Francesco Zenzale – “Dio invece mostra la grandezza del proprio amore per noi in questo: che, mentre eravamo ancora peccatori, Cristo è morto per noi” (Romani 5:8).

La morte è una dolorosa esperienza che accompagna la vita senza che l’umanità, nel corso dei secoli, abbia trovato l’antidoto che ponga fine a questo tragico evento. Nessuno è morto lasciandoci un segno di speranza o di fiducia tale da farci credere che in un tempo lontano ci sarebbe stata un’inversione efficace a favore della vita. No! Nessuna aspettativa o eventualità di trascendere quest’umana esistenza. Si commemorano gli eventi della vita belli e brutti, ma non la vita, perché la morte è inattesa e oscura, capace di infrangere ogni aspirazione all’amore, al bene e alla fratellanza.

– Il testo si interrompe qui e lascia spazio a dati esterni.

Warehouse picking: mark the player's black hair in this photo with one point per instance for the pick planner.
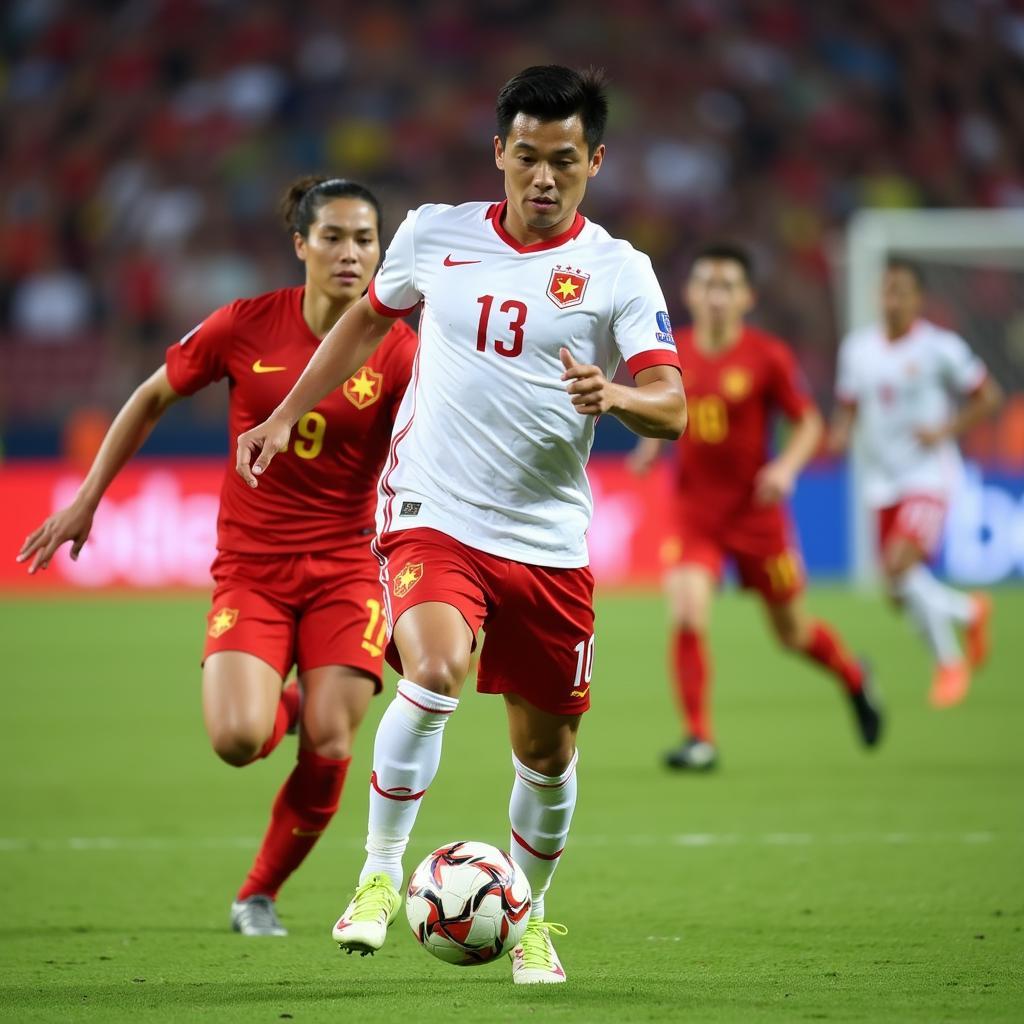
(907, 266)
(730, 251)
(551, 92)
(305, 196)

Noi moriamo a causa della nostra natura contrassegnata dal peccato, senza trarre alcun anelito alla vita per noi stessi e per l’umanità. Passiamo davanti al cimitero con il pensiero che prima o poi anche noi faremo compagnia ai nostri cari defunti. Molti sono coloro che hanno comprato una nicchia accanto ai loro cari! Uniti per sempre! Ma nella morte!

Di fronte a questo dramma, la parola ispirata ci informa che Cristo “è morto per noi” e non per se stesso o per Dio. Egli si è fatto uomo, ha vissuto su questa terra per circa trentatré anni, è morto ed è risorto per noi. Questo pensiero è presente in tutto il Nuovo Testamento. L’apostolo Paolo nella Lettera ai Romani, scrive che “mentre noi eravamo ancora senza forza, Cristo, a suo tempo, è morto per gli empi” (Romani 5:6-8; Efesini 2:1-3), evidenziando che Dio “mostra la grandezza del proprio amore per noi in questo: che, mentre eravamo ancora peccatori, Cristo è morto per noi” (Romani 5:8).

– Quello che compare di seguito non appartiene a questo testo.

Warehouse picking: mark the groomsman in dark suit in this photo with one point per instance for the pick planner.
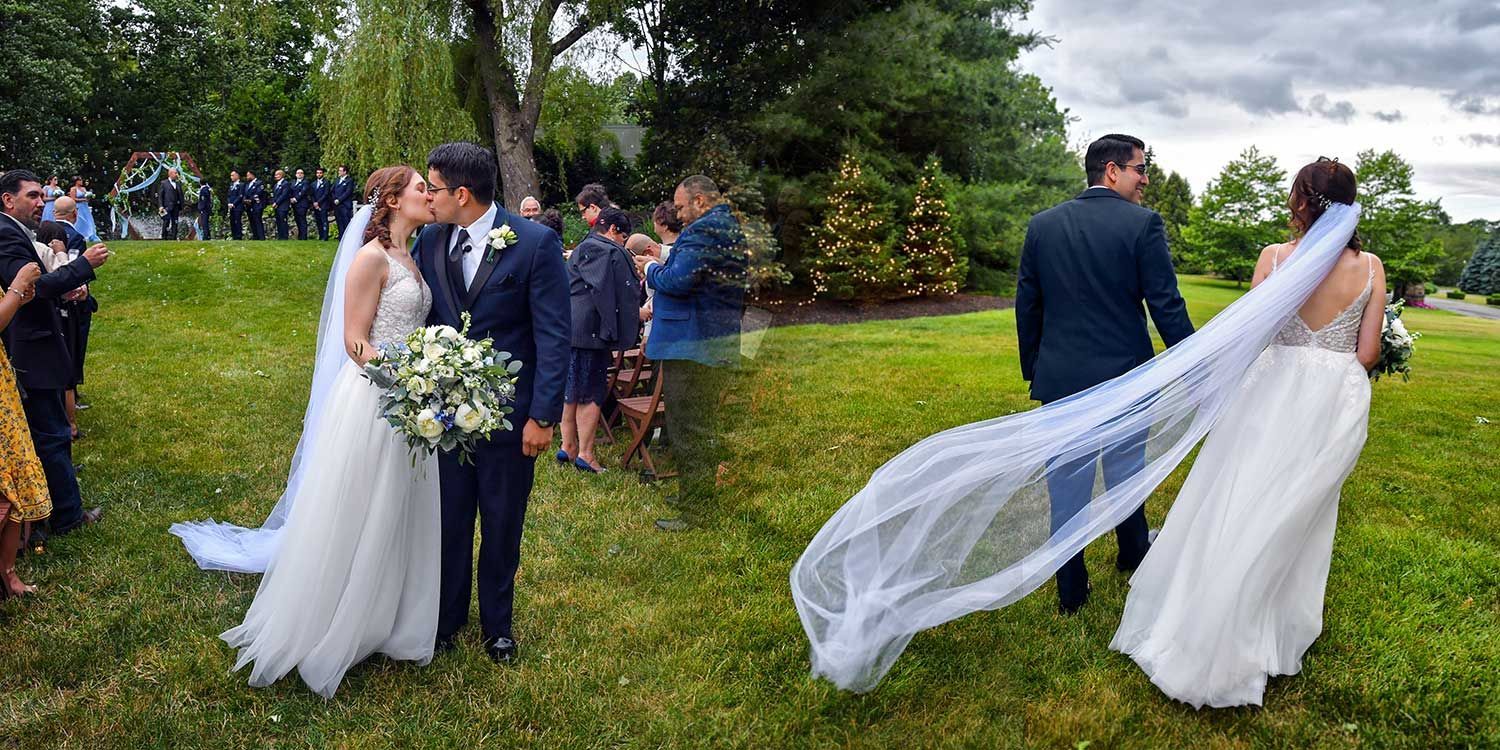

In virtù di questo atto d’amore, Dio non ci ha destinati a sottostare alle conseguenze del peccato “ma all’acquisto1 della salvezza per mezzo del Signor nostro Gesù Cristo, il quale è morto per noi, perché, sia che vegliamo sia che dormiamo, viviamo insieme con lui. (1 Tessalonicesi 5:9-10 Cei).

La sua morte risulta, per noi, motivo di speranza, di trascendenza e di sano orgoglio spirituale. In tal senso Paolo scrive che “non sia mai che io mi vanti di altro che della croce del nostro Signore Gesù Cristo, mediante la quale il mondo, per me, è stato crocifisso e io sono stato crocifisso per il mondo” (Galati 6:14).

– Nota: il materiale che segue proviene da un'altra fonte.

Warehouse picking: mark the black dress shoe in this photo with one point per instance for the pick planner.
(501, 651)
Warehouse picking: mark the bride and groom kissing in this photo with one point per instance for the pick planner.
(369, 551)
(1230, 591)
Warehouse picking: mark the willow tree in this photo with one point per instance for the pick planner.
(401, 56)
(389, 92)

l motivo per cui si addice ai credenti di vantarsi della croce sta nel fatto che la morte di Cristo è per il mondo come anche per il singolo: per te o per me. È sorprendente il fatto che, indipendentemente dalla nostra risposta personale a questo atto d’amore o dalla consapevolezza che si possa avere “il mondo è stato crocifisso” in Cristo. Ciò significa che l’umanità tutta è stata inseminata o inebriata dalla speranza, dall’eternità che fluisce dal Calvario.

Come vittima innocente, nella sua morte e risurrezione, ha posto fine al peccato e alla morte, offrendoci la gioia di pensare concretamente a un’esistenza intensa. Effettivamente, il “Dio di Abramo, il Dio di Isacco e di Giacobbe, non è un Dio dei morti ma dei viventi!” (Marco 12:26-17).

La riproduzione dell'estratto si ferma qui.